A fronte di una giustizia civile ancora rallentata e di un arretrato ben superiore agli obiettivi fissati dal Piano Nazionale di Ripresa e Resilienza (PNRR), il Ministero della Giustizia ha deciso di correre ai ripari. Dopo il via libera del Consiglio Superiore della Magistratura, è pronta a partire una task force composta da 500 magistrati che saranno temporaneamente applicati per occuparsi esclusivamente del contenzioso pendente.

Nonostante l’introduzione dell’Ufficio per il Processo, infatti, molte sedi giudiziarie – in particolare quelle più grandi – continuano a registrare numeri allarmanti. L’obiettivo di ridurre del 40% il carico di cause civili entro i tempi previsti dal PNRR appare lontano, e la situazione richiede misure straordinarie.

I magistrati coinvolti nel piano opereranno da remoto, senza spostarsi fisicamente dagli uffici di appartenenza.

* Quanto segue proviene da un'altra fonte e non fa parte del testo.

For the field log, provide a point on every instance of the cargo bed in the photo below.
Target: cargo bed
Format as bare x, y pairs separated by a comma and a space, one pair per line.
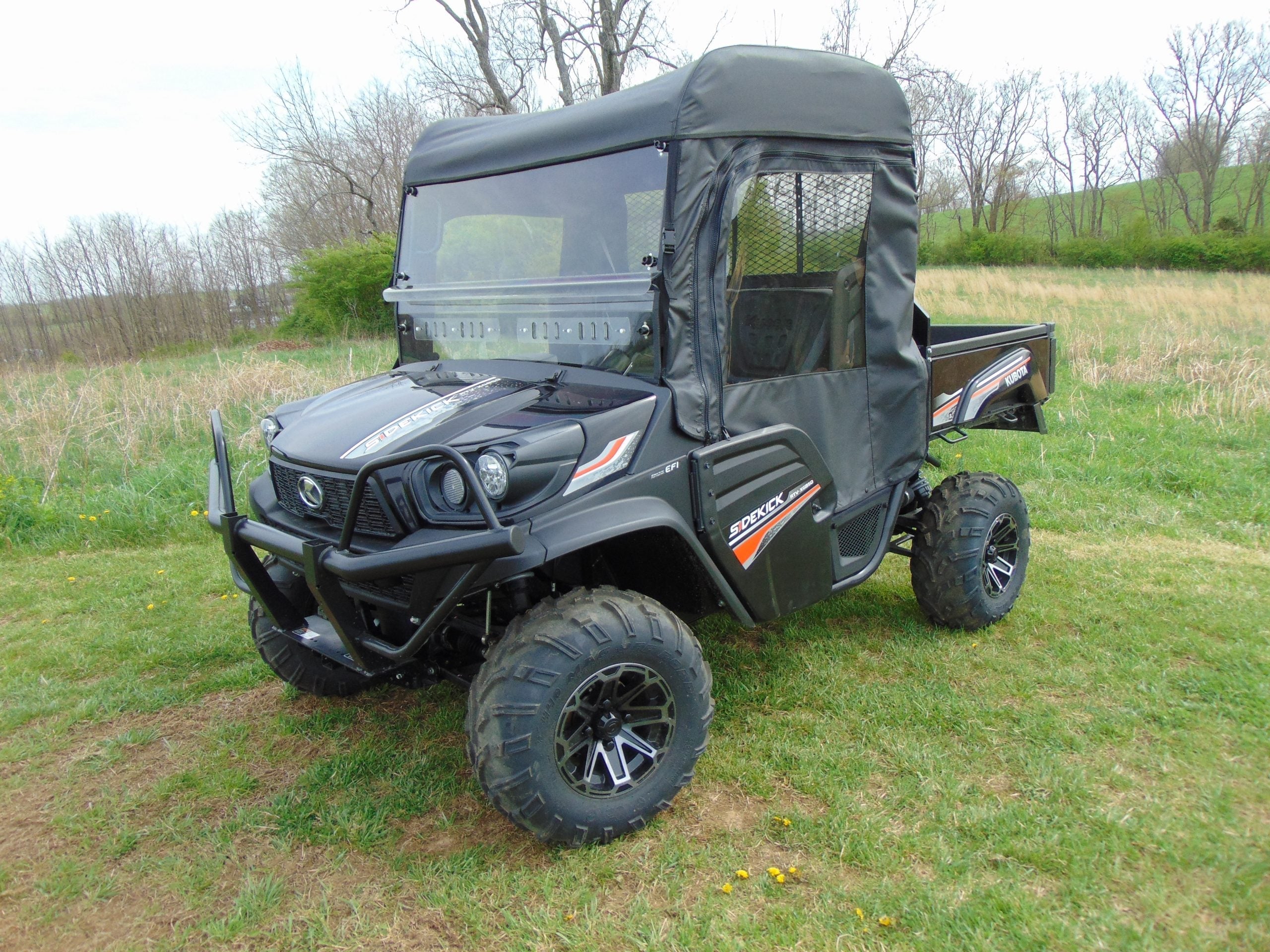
986, 375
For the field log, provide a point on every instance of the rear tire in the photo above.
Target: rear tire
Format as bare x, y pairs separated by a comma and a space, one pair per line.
971, 554
590, 715
302, 667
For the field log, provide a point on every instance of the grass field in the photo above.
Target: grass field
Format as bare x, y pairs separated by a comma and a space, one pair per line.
1090, 774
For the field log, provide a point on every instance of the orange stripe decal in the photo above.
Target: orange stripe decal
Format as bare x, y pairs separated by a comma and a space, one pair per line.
747, 551
614, 450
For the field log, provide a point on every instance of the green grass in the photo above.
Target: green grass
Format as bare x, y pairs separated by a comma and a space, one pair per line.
1087, 774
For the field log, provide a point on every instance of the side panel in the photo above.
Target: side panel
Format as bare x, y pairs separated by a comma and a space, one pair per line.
763, 503
974, 385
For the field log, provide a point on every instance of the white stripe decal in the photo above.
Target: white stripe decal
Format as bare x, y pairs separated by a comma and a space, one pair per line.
427, 416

La loro attività verrà svolta in modalità agile e remunerata con fondi straordinari: il Ministero ha già ipotizzato uno stanziamento di circa 20 milioni di euro per coprire i compensi fino al prossimo anno.

Tra le criticità sollevate, anche dai rappresentanti del Consiglio Superiore e dagli avvocati, c’è la questione del giudice naturale e della continuità territoriale dei procedimenti. Le preoccupazioni riguardano soprattutto l’impatto sulla qualità delle decisioni e sulla stabilità delle udienze, oltre al fatto che, nonostante gli investimenti degli ultimi anni sull’Ufficio per il Processo, ci si trovi ora costretti a ricorrere a una misura d’emergenza.

Il Guardasigilli Carlo Nordio ha già ventilato la possibilità di rendere strutturale questo tipo di applicazioni, inserendo una modifica normativa nel prossimo intervento legislativo di settore. La questione approderà presto in Parlamento, ma nel frattempo l’obiettivo resta uno: alleggerire il peso dei fascicoli nei tribunali italiani prima della scadenza fissata dal PNRR.